WASHINGTON — The first day of dynamic tolling for solo drivers on Interstate 66 inside the Beltway saw tolls reach near $35 in the morning before reaching more moderate levels during the Monday afternoon rush hour.
Under the new rules, drivers must have at least one other person in the car and an E-ZPass Flex switched to High Occupancy Vehicle mode. All other drivers will be charged a toll that rises and falls based on the amount of traffic in the lanes.
The high morning tolls prompted the advocacy group The 66 Alliance to call for the tolls on I-66 to be suspended, saying that “Northern Virginia commuters have been sold a bill of goods” by Gov. Terry McAuliffe and Transportation Secretary Aubrey Layne.

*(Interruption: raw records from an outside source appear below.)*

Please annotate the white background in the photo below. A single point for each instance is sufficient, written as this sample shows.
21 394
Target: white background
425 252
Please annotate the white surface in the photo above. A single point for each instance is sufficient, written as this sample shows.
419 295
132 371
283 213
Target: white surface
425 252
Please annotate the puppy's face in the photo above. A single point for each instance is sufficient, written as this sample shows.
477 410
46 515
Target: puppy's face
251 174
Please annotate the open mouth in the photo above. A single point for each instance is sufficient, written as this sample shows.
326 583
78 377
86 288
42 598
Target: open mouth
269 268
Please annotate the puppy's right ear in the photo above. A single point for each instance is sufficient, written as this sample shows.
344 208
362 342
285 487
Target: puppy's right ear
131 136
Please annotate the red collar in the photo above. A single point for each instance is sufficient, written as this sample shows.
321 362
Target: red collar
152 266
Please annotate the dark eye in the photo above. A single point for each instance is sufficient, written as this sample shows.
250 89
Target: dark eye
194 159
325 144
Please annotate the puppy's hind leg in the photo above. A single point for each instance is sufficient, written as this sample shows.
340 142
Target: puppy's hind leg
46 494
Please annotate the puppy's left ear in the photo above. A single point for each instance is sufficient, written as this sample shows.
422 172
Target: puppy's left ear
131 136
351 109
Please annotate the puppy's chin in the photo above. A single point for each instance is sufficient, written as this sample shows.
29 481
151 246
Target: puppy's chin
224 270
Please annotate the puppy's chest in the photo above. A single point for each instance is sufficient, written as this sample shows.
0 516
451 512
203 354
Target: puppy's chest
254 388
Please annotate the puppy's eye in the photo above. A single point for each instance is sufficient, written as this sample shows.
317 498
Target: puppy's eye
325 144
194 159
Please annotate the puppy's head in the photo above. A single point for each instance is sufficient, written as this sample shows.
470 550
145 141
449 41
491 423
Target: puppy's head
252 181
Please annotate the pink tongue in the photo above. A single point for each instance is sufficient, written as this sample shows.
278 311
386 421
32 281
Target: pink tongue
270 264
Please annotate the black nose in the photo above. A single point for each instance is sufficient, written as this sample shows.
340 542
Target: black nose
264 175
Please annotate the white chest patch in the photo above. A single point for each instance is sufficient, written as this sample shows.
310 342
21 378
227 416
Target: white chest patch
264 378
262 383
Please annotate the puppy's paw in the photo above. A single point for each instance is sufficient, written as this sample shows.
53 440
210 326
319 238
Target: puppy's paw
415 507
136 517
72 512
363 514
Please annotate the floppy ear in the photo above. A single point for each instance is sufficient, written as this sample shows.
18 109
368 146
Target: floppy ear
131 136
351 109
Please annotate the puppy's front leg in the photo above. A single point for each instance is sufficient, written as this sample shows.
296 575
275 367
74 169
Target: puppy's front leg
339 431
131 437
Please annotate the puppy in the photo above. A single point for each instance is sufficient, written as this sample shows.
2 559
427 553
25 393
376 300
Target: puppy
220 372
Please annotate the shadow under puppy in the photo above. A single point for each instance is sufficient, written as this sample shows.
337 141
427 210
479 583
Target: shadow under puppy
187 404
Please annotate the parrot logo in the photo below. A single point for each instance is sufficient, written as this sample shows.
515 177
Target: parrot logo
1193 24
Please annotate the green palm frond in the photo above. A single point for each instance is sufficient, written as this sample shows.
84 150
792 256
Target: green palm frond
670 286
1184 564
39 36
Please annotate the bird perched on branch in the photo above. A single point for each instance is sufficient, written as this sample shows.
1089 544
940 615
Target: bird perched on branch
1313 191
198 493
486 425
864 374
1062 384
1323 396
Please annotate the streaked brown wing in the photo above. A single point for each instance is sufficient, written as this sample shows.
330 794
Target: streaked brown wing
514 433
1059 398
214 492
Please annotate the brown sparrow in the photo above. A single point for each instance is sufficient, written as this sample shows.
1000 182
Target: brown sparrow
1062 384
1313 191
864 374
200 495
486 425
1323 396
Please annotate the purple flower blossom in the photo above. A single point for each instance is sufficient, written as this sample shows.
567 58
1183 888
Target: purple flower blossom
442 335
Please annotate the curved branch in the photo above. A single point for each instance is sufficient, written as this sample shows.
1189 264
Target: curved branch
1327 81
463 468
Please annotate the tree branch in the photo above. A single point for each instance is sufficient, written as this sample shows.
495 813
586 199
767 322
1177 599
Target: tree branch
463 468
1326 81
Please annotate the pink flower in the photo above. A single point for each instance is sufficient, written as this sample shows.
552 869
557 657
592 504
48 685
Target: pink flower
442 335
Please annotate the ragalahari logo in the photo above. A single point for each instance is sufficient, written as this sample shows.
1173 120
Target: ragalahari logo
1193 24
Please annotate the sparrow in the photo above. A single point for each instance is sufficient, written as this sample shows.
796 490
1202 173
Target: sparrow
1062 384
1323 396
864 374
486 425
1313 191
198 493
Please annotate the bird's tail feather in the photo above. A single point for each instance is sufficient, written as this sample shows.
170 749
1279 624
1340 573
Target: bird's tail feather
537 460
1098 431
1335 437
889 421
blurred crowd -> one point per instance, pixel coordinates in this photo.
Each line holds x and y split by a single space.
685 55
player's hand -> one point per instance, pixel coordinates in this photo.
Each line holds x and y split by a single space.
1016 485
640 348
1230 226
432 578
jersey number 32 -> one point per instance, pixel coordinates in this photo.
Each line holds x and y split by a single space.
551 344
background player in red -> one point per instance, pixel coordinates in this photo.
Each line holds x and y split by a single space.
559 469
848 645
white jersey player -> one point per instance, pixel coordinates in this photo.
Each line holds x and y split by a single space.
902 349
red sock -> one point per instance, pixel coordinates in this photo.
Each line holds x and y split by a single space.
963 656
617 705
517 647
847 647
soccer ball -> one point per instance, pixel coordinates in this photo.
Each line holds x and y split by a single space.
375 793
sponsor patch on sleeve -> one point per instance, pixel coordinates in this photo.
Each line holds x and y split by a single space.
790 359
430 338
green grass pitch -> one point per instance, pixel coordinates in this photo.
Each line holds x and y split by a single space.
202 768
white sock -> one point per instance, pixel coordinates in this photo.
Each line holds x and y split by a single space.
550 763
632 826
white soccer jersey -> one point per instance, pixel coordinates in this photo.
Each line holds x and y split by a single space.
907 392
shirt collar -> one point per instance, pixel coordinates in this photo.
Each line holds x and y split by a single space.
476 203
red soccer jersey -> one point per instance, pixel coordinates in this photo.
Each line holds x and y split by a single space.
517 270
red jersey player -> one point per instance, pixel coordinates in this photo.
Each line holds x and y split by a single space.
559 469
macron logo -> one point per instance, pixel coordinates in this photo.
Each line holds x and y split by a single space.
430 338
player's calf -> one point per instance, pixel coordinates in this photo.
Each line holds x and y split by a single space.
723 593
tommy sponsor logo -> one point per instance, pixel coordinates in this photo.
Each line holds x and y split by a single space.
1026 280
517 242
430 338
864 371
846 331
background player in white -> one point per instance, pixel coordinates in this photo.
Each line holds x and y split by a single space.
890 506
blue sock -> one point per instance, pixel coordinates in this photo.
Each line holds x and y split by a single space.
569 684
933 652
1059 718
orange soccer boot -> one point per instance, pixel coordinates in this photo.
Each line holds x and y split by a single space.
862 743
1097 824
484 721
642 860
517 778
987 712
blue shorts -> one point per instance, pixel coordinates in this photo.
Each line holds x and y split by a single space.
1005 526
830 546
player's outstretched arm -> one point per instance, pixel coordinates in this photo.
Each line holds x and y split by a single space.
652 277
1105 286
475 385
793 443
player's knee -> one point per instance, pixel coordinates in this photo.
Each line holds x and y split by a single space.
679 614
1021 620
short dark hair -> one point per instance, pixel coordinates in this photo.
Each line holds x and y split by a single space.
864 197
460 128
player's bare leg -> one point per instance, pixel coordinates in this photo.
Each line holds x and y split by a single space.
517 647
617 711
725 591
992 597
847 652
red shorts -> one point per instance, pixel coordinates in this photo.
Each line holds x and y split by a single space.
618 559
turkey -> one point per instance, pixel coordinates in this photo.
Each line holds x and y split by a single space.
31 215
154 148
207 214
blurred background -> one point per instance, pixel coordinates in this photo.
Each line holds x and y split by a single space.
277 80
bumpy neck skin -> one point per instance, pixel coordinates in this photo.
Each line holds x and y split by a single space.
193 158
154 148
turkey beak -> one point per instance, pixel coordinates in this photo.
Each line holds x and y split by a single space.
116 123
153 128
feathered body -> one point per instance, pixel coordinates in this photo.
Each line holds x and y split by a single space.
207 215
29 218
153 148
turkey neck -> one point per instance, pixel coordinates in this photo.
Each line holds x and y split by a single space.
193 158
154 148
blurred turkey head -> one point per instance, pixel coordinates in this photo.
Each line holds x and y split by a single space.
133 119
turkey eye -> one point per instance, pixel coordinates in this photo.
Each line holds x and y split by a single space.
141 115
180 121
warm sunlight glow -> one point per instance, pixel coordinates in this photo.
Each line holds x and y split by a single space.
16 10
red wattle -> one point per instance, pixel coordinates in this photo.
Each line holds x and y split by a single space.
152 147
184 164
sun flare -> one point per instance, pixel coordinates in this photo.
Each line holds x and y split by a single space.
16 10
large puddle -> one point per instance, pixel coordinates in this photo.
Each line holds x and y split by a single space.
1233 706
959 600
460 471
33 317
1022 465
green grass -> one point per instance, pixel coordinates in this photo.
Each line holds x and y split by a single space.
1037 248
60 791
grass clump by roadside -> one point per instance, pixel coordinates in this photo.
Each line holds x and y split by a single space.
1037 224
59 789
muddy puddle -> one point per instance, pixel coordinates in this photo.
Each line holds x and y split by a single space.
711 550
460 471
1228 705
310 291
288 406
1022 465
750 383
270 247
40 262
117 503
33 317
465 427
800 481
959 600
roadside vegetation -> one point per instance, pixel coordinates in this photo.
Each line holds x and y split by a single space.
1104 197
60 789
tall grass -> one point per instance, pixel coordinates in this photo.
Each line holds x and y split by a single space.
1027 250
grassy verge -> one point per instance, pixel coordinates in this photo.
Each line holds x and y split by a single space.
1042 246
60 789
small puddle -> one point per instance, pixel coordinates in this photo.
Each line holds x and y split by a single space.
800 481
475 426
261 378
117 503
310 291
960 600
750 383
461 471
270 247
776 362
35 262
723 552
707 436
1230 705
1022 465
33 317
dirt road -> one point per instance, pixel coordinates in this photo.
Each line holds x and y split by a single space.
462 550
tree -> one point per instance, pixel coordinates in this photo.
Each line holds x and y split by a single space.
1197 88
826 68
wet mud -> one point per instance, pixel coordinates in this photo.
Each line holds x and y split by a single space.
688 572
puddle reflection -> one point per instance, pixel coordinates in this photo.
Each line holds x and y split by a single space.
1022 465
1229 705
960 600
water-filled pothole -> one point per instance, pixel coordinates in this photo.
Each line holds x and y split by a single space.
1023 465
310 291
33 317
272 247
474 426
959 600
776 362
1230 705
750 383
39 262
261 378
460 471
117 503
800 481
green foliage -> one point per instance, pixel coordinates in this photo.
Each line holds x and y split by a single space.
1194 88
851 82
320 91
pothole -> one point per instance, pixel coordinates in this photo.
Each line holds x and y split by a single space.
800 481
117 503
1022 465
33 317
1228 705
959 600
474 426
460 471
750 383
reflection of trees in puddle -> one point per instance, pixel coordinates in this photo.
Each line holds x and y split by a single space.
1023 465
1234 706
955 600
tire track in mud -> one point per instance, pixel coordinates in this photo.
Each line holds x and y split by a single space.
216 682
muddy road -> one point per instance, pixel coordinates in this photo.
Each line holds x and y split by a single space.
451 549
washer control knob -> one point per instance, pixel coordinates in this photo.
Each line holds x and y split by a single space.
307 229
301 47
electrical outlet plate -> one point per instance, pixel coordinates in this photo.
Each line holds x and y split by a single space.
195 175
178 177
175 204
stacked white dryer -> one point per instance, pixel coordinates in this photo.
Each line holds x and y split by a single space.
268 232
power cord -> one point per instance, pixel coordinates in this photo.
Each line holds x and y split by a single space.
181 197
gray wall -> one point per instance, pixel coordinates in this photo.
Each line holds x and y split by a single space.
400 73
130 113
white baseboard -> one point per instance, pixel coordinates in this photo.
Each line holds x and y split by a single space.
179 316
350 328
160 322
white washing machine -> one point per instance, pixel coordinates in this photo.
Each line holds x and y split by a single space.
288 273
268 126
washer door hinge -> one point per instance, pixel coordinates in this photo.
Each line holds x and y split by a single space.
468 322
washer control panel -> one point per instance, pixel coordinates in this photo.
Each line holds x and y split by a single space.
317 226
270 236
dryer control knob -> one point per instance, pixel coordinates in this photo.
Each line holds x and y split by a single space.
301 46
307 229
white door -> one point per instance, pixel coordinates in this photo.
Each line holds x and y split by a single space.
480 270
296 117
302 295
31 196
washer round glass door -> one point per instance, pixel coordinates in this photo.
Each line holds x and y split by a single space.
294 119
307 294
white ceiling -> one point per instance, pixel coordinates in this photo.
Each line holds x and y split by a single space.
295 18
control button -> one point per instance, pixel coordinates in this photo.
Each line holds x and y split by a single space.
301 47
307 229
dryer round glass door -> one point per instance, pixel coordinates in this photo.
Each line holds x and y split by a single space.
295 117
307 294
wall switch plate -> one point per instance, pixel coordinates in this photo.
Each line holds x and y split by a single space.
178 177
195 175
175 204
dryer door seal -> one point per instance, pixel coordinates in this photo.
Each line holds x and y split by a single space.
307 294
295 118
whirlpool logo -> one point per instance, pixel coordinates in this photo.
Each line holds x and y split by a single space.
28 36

“The 66 Alliance calls on VDOT to suspend the I-66 toll program immediately and for the Virginia General Assembly to investigate VDOT, Secretary Layne and the I-66 toll program before the program is permitted to be re-launched,” founder Greg Scott said in a statement.
A smooth morning
Traffic moved smoothly throughout the morning, and WTOP’s traffic center reported that the number of drivers on I-66 declined compared to typical Monday morning volume.
“There were no delays inside the Beltway; that’s the point of congestion pricing — to keep the carpools and paying solo drivers moving. As demand goes up, the price does too,” said WTOP’s traffic reporter Dave Dildine.
VDOT reported that the average speed on I-66 during the morning rush hour was 57 mph, up from 37 mph at the same time a year ago.
“Overall, we were pleased, and things ran smoothly,” said Michelle Holland, of VDOT. She added that traffic ran at “a more consistent, safer speed.”
She said 37 percent of cars on the road were in carpools, and “we want people to continue to look for ways to share the ride, so that we can get more cars off the road and focus on moving more people through the corridor.”
The George Washington Parkway absorbed the brunt of the traffic, with Virginia Route 123 and U.S. 50 picking up extra drivers as well. A WTOP listener reported that getting onto Interstate 495 south in Fairfax County was “a mess” during the rush hour.
Many area drivers weren’t happy about the changes:
7:50 outbound at 3:10PM. It’s like getting mugged twice in one day…
A few WTOP listeners defended the tolls, saying those most affected are drivers of hybrids who now have to pay the toll, and pointing out that carpools with an EZPass Flex still ride free.
Move closer to work? Subsidizing long suburban commutes is horrible for the environment. If you want to live far from your job, it’s time you start paying at least part of the price for all the infrastructure that requires.
Using the stretch without an E-ZPass is a violation. VDOT said that “Drivers who missed a toll or traveled without a transponder can visit 66expresslanes.org and select ‘Missed a Toll,’ and enter their license plate. The transaction will show within three days of travel, and can be paid within six days of travel to avoid receiving a violation notice.”